Now more than ever, nature cannot be separated from culture; in order to comprehend the interactions between ecosystems, the mechanosphere and the social and individual Universes of reference, we must learn to think transversally (Guattari, 2000:43)

Airports mix multiple forms of life, matter and information into a series of new and constantly changing relations between bodies and the sky, between local landscapes and global capital. They do this by creating thresholds that enable disparate systems to meet each other. At the airport, the relatively slow and individuated systems of ground transportation meet with the faster mass systems of aviation. It is at this intersection that local urban ecologies begin to entwine with the global. The airport is a structure that is also an infrastructure. It is a structure designed for connection.

Airports invite a connective type of thinking at all scales, from geological to biological, and not just at the level of place, people, and time-zone (which are abstractions of global jet-time). Despite the fact that airports create some of the most anonymous zones in the world, it is impossible to isolate Sydney Airport from the ecology of Botany Bay ? a site of disaster for Australia?s indigenous people, a location for nationalist myths-of-origin for the Europeans who came after, a breeding ground for wetland bird species, and as a focus for local activism over continuous redevelopment among other things. Sydney Airport depends on what Alfred Whitehead would call the "patience of the environment". Or as Isabelle Stengers has put it, "the ethos of an organism, its specific grasping together of aspects of its environment, cannot be dissociated from its ecology" (Stengers, 2003: np). The airport itself is an organism that is constantly in a feedback loop with its environment, which is itself in flux and change. This process at Botany Bay has resulted in a form of epigenetic evolution at Botany Bay, in which a natural milieu of the bay is transformed into an associated milieu for transport and transmission industries. Botany Bay exceeds itself mythically but also technically. It is involved in an evolutionary process that draws both from within its existing structures and without.

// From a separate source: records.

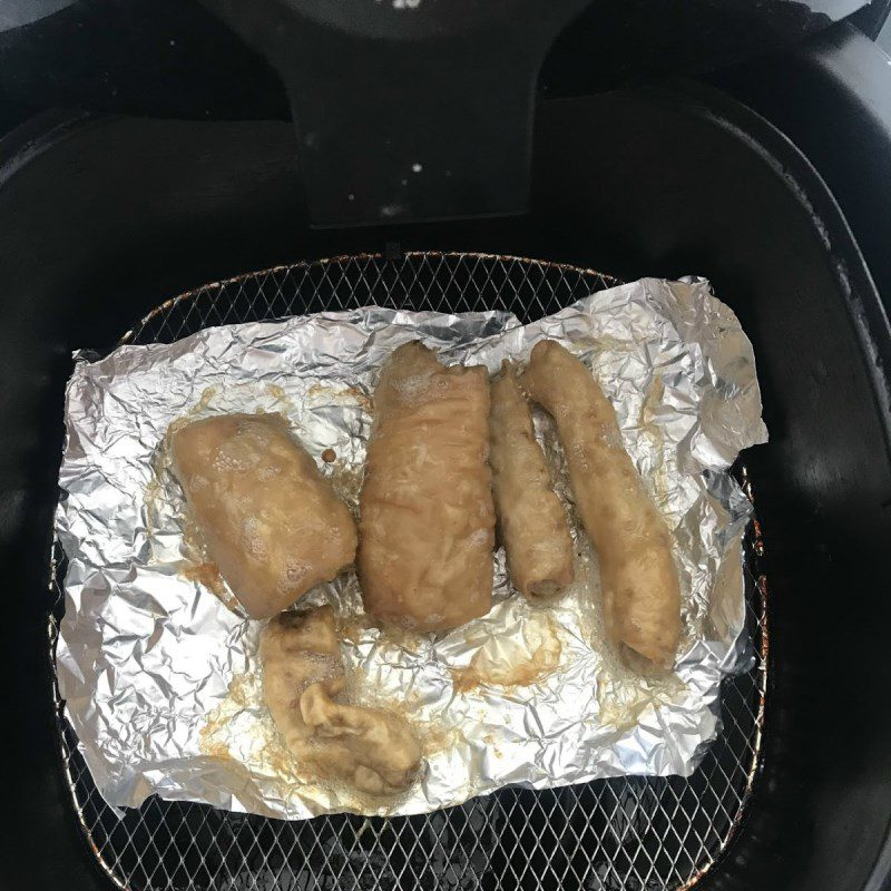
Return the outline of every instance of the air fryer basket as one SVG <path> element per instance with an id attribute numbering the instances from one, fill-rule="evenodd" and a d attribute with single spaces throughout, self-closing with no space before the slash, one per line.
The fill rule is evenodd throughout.
<path id="1" fill-rule="evenodd" d="M 170 342 L 207 325 L 369 304 L 498 309 L 530 321 L 615 283 L 591 270 L 492 254 L 343 256 L 180 294 L 123 341 Z M 746 468 L 736 471 L 751 498 Z M 56 691 L 66 775 L 85 836 L 108 875 L 134 891 L 688 888 L 721 856 L 744 817 L 758 765 L 767 683 L 762 556 L 754 522 L 745 540 L 754 665 L 723 685 L 723 732 L 687 780 L 616 777 L 542 792 L 508 787 L 410 817 L 339 814 L 288 823 L 155 796 L 118 815 L 92 784 Z M 63 599 L 60 551 L 57 557 L 51 648 Z"/>

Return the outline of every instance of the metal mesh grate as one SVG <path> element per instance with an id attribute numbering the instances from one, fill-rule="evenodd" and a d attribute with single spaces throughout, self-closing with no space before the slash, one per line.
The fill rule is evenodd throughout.
<path id="1" fill-rule="evenodd" d="M 341 257 L 182 294 L 149 313 L 123 341 L 170 342 L 207 325 L 372 303 L 448 312 L 508 310 L 529 321 L 613 284 L 590 270 L 516 257 Z M 738 473 L 751 498 L 745 468 Z M 688 780 L 616 777 L 544 792 L 508 787 L 419 816 L 340 814 L 288 823 L 155 796 L 119 816 L 90 779 L 57 691 L 61 752 L 87 842 L 109 877 L 133 891 L 688 887 L 726 848 L 757 767 L 767 655 L 757 522 L 750 527 L 745 548 L 755 666 L 725 682 L 724 731 Z M 49 624 L 52 652 L 63 603 L 58 569 Z"/>

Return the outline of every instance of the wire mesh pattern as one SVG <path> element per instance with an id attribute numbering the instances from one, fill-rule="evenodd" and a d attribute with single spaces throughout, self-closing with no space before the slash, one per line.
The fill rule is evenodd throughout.
<path id="1" fill-rule="evenodd" d="M 208 325 L 368 304 L 506 310 L 527 322 L 617 282 L 564 264 L 410 253 L 278 267 L 168 301 L 123 341 L 172 342 Z M 752 498 L 744 467 L 736 469 Z M 99 795 L 56 691 L 75 807 L 99 864 L 133 891 L 662 891 L 689 887 L 725 850 L 751 793 L 766 688 L 766 582 L 757 522 L 745 540 L 754 666 L 726 681 L 724 730 L 689 779 L 615 777 L 536 792 L 507 787 L 432 814 L 285 822 L 149 797 L 119 814 Z M 57 557 L 60 549 L 57 548 Z M 63 567 L 53 566 L 55 653 Z"/>

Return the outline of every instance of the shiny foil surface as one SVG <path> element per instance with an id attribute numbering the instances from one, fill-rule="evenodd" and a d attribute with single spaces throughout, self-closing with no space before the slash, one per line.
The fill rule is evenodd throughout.
<path id="1" fill-rule="evenodd" d="M 356 704 L 403 715 L 424 766 L 398 799 L 302 770 L 262 699 L 248 620 L 203 552 L 169 467 L 170 424 L 281 412 L 358 510 L 382 362 L 421 339 L 446 363 L 528 359 L 559 340 L 591 369 L 674 535 L 684 634 L 675 670 L 625 668 L 604 639 L 597 556 L 571 503 L 550 420 L 536 431 L 569 511 L 576 581 L 556 601 L 513 591 L 497 550 L 493 606 L 439 635 L 384 633 L 354 572 L 301 600 L 337 614 Z M 765 442 L 752 346 L 703 280 L 645 278 L 520 325 L 506 313 L 366 307 L 208 327 L 174 344 L 76 354 L 56 531 L 68 558 L 57 652 L 66 715 L 104 797 L 147 795 L 286 819 L 410 814 L 508 784 L 689 774 L 721 728 L 723 677 L 752 665 L 742 546 L 750 517 L 727 468 Z"/>

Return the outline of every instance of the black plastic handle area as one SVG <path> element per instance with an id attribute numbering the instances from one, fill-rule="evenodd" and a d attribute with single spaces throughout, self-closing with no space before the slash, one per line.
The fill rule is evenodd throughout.
<path id="1" fill-rule="evenodd" d="M 535 92 L 589 0 L 203 0 L 285 81 L 313 226 L 526 210 Z"/>

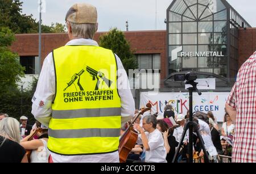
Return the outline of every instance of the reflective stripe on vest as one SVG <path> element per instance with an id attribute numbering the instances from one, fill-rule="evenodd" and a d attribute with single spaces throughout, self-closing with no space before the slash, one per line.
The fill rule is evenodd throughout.
<path id="1" fill-rule="evenodd" d="M 52 111 L 52 118 L 57 119 L 119 116 L 120 115 L 120 108 Z"/>
<path id="2" fill-rule="evenodd" d="M 111 50 L 65 46 L 53 52 L 56 95 L 48 147 L 64 155 L 118 150 L 121 100 Z"/>

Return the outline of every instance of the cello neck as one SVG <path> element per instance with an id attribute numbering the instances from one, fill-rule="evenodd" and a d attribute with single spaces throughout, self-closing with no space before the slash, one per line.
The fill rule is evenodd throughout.
<path id="1" fill-rule="evenodd" d="M 128 132 L 128 131 L 130 130 L 130 129 L 131 129 L 131 128 L 133 127 L 133 125 L 134 123 L 134 122 L 136 121 L 136 119 L 137 119 L 139 116 L 140 115 L 143 115 L 144 114 L 144 113 L 145 113 L 146 112 L 147 112 L 147 111 L 150 111 L 150 109 L 151 109 L 151 104 L 147 104 L 147 106 L 148 106 L 148 107 L 146 108 L 145 109 L 143 109 L 142 111 L 141 111 L 140 112 L 139 112 L 139 113 L 136 116 L 136 117 L 133 119 L 133 120 L 131 121 L 131 124 L 130 124 L 130 125 L 128 126 L 128 128 L 127 128 L 126 130 L 125 130 L 125 131 L 123 133 L 123 135 L 122 135 L 122 137 L 120 138 L 119 139 L 119 141 L 122 141 L 122 139 L 123 138 L 123 137 L 125 136 L 125 135 L 127 134 L 127 133 Z"/>

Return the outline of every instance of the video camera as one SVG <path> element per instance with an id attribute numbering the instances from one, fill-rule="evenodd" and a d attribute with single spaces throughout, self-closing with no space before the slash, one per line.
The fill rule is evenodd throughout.
<path id="1" fill-rule="evenodd" d="M 174 75 L 175 81 L 193 81 L 197 79 L 196 74 L 194 72 L 189 72 L 186 74 L 176 74 Z"/>

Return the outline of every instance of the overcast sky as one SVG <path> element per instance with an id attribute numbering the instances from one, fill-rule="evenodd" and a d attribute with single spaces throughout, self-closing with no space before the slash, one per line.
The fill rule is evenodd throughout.
<path id="1" fill-rule="evenodd" d="M 39 19 L 39 0 L 21 0 L 23 12 L 32 14 Z M 95 6 L 98 11 L 98 31 L 108 31 L 112 27 L 125 31 L 125 22 L 129 21 L 129 30 L 166 29 L 164 23 L 166 10 L 172 0 L 42 0 L 45 7 L 42 14 L 43 23 L 64 24 L 67 11 L 76 2 L 86 2 Z M 252 26 L 256 27 L 255 0 L 227 1 Z"/>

Geoinformation thus invests territories with a technical navigation function just as, according to Simondon, the ocean is turned into an "associated milieu", a technical function of Guimbal?s turbine, with which tidal-powered factories are fitted. This means that a territory, as a natural milieu, itself becomes integrated into the "process of concretisation", and is thus functionally overdetermined by the milieu that essentially has become techno-geographical (Stiegler, 2003).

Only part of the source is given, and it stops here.